US-Katholiken gelten in ihrem Wahlverhalten als gespalten, stimmten in den vergangenen beiden Präsidentschaftswahlen jedoch mehrheitlich für Donald Trump. Einer jüngsten Umfrage zufolge, die gemeinsam von EWTN News und RealClear Opinion Research durchgeführt wurde, könnte sich dies 2024 ändern.
Denn die Erhebung sieht die demokratische Präsidentschaftskandidatin Kamala Harris in der Präferenz katholischer Wähler vor dem Republikaner Trump. 50 Prozent würden zum aktuellen Zeitpunkt Harris wählen, 43 Prozent Trump. Sechs Prozent haben sich der Ende August durchgeführten Umfrage zufolge noch nicht entschieden.

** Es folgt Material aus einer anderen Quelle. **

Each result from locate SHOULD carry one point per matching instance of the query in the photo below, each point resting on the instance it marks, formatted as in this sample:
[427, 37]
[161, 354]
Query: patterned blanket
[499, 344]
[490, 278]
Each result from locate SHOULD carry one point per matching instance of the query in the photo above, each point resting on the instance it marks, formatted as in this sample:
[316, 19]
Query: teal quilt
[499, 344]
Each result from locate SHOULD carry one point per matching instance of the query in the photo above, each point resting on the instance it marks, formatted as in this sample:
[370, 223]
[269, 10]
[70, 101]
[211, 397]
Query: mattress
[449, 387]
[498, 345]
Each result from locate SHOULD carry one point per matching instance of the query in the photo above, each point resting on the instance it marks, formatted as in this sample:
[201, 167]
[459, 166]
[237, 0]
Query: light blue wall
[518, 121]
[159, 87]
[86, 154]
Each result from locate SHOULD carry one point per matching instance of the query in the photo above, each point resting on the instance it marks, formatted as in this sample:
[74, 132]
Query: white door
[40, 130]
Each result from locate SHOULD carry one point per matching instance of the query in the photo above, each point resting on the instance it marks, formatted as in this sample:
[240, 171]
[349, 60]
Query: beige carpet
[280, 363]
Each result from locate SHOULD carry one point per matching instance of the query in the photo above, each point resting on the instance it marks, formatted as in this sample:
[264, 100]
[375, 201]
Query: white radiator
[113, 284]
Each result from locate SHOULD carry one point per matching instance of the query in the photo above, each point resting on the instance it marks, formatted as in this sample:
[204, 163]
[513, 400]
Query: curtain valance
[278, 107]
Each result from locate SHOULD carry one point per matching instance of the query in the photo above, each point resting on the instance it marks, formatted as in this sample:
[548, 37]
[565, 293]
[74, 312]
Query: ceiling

Bei Katholikinnen führt Harris mit 56 zu 37 Prozent
Berücksichtigt man die Tendenz der bislang unentschlossenen Wähler, wächst Harris‘ Vorsprung sogar: 53,5 Prozent würden sie dann insgesamt unterstützen, 45,4 Prozent Trump. Harris‘ positives Abschneiden unter Katholiken ist maßgeblich auf zwei Untergruppen zurückzuführen: Frauen und Latinos. Bei Katholikinnen führt Harris mit 56 zu 37 Prozent vor Trump, bei Latinos sogar mit 60 zu 30 Prozent. Männliche Katholiken würden dagegen mit 49 zu 43 Prozent mehrheitlich für Trump stimmen.
Ein weiteres bemerkenswertes Ergebnis der Umfrage: Einzig katholische Wähler, die nach eigenen Angaben täglich die heilige Messe besuchen, unterstützen mit deutlicher Mehrheit Donald Trump (55 zu 30 Prozent). Bei allen anderen ist Harris die bevorzugte Kandidatin, auch bei Katholiken, die mehr als einmal wöchentlich die heilige Messe besuchen. Selbst 48 Prozent der Wähler, die von sich in der Umfrage behaupteten, „die gesamte Lehre der Kirche“ zu akzeptieren und dies auch in ihrer Lebensweise erkennen zu lassen, würden aktuell Kamala Harris wählen. Dasselbe gilt für 49 Prozent der Katholiken, die an die Realpräsenz Christi in der Eucharistie glauben sowie 56 Prozent derjenigen, die mindestens einmal im Monat zur Beichte gehen. Dies ist durchaus überraschend, da bislang lehramtstreue Katholiken bei den Wahlen mehrheitlich Trump unterstützten.
Abtreibungsfrage spielt für Katholiken nur eine Nebenrolle
Die Umfrage wurde zwischen dem 28. und 30. August unter 1.000 Katholiken durchgeführt und weist eine Fehlermarge von drei Prozent auf. Das tatsächliche Abstimmungsverhalten der Katholiken bei der Wahl am 5. November könnte also durchaus von den Ergebnissen der Erhebung abweichen – insbesondere auch, da in der entscheidenden Phase des Wahlkampfs noch einige wichtige Wegmarken anstehen, beispielsweise die TV-Debatte zwischen Trump und Harris am Dienstagabend.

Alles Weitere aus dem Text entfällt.